Equifax was alerted in March to the software security vulnerability that led to hackers obtaining personal information of more than 140 million Americans but took months to patch it, its former CEO said in testimony to be delivered to Congress on Tuesday.
"It appears that the breach occurred because of both human error and technology failures," former CEO Richard Smith said in written testimony released on Monday by the Energy and Commerce Committee.
Separately, Equifax said late Monday that an outside review determined about 2.5 million additional U.S. consumers were potentially impacted, for a revised total of 145.5 million.
The company said the review also found that just 8,000 Canadian citizens were impacted, rather than up to 100,000 Canadians, as previously announced.
Equifax was alerted to the breach by the U.S. Homeland Security Department on March 9, Smith said in the testimony, but it was not patched.
On March 15, Equifax’s information security department ran scans that should have identified any systems that were vulnerable to the software issue but did not, the testimony said.
As a result, "the vulnerability remained in an Equifax web application much longer than it should have," Smith said. "It was this unpatched vulnerability that allowed hackers to access personal identifying information."
In his testimony, Smith said it appears the first date hackers accessed sensitive information may have been on May 13. He said "between May 13 and July 30, there is evidence to suggest that the attacker(s) continued to access sensitive information."
Smith said security personnel noticed suspicious activity on July 29 and disabled the web application on July 30, ending the hacking.
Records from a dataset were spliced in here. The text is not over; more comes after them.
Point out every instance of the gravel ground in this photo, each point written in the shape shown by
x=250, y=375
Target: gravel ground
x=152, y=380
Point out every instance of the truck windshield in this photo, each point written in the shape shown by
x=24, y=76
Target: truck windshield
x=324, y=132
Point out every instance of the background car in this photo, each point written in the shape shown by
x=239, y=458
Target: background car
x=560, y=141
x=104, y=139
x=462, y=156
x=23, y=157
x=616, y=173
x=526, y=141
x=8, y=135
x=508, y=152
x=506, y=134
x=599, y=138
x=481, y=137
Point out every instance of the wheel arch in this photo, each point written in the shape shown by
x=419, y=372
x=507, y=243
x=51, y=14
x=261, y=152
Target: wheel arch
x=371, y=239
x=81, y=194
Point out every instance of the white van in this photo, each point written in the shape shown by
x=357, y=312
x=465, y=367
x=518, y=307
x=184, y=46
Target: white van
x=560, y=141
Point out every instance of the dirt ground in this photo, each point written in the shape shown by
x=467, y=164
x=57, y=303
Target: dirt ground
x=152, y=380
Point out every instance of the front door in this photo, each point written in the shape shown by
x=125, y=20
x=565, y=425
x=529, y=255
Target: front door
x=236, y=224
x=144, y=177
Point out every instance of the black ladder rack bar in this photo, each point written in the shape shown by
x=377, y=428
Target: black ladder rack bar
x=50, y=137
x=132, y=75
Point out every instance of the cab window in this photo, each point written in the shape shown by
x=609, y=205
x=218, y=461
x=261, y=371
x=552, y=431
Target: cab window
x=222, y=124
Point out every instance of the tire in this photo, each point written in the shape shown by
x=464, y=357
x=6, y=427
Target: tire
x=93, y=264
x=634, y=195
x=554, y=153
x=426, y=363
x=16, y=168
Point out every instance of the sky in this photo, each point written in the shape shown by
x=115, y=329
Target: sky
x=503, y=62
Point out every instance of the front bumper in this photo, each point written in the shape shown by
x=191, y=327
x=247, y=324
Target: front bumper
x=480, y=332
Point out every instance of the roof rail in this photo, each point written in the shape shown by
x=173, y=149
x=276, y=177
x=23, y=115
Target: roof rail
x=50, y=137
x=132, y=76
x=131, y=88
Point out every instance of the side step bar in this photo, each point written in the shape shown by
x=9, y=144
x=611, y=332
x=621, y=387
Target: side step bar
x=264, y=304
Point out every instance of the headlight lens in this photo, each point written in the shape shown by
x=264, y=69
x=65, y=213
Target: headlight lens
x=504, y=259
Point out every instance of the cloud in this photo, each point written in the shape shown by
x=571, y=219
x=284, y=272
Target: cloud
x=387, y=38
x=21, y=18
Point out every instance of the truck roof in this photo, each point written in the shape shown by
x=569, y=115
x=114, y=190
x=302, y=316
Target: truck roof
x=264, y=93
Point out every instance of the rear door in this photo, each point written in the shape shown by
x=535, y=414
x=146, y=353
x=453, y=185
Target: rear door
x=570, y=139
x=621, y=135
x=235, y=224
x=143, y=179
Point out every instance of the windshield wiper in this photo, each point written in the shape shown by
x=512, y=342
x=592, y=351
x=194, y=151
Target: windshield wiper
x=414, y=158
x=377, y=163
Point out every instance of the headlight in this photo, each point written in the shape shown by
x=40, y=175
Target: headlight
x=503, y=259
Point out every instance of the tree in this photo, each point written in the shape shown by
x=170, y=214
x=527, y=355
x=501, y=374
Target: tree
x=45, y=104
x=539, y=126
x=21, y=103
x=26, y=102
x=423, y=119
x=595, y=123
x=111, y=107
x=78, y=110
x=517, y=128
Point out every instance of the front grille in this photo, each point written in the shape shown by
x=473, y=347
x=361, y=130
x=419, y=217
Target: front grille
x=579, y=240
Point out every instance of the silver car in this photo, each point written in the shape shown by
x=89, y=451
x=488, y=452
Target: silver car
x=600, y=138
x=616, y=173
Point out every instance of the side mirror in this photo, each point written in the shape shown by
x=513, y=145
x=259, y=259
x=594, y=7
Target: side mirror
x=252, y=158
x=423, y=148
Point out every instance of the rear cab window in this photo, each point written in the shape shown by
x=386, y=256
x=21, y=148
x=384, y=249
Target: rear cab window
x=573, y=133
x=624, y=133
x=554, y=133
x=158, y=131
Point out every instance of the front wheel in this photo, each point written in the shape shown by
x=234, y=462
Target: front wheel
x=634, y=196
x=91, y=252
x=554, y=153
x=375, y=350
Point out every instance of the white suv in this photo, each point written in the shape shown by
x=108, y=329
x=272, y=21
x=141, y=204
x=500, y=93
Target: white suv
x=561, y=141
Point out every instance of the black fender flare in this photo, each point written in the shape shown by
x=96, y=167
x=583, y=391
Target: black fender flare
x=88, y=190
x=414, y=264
He said he was alerted the following day, but was not aware of the scope of the stolen data.
On Aug. 2, the company alerted the FBI and retained a law firm and consulting firm to provide advice. Smith notified the board's lead director on Aug. 22.
Smith, 57, said he was retiring last week and would forgo this year’s bonus as criticism mounts over the attack, which was not made public until Sept. 7 and has prompted investigations by multiple federal and state agencies, including a criminal probe by the U.S. Justice Department.
"I am here today to apologize to the American people myself," he said.
Smith also apologized for the company's response after the data breach was made public, including the "rollout of our website and call centers, which in many cases added to the frustration of American consumers."
He also said another well-known, independent expert consulting firm "has been retained to perform a top-to-bottom assessment of the company’s information security systems."
Smith will testify at three separate congressional hearings this week.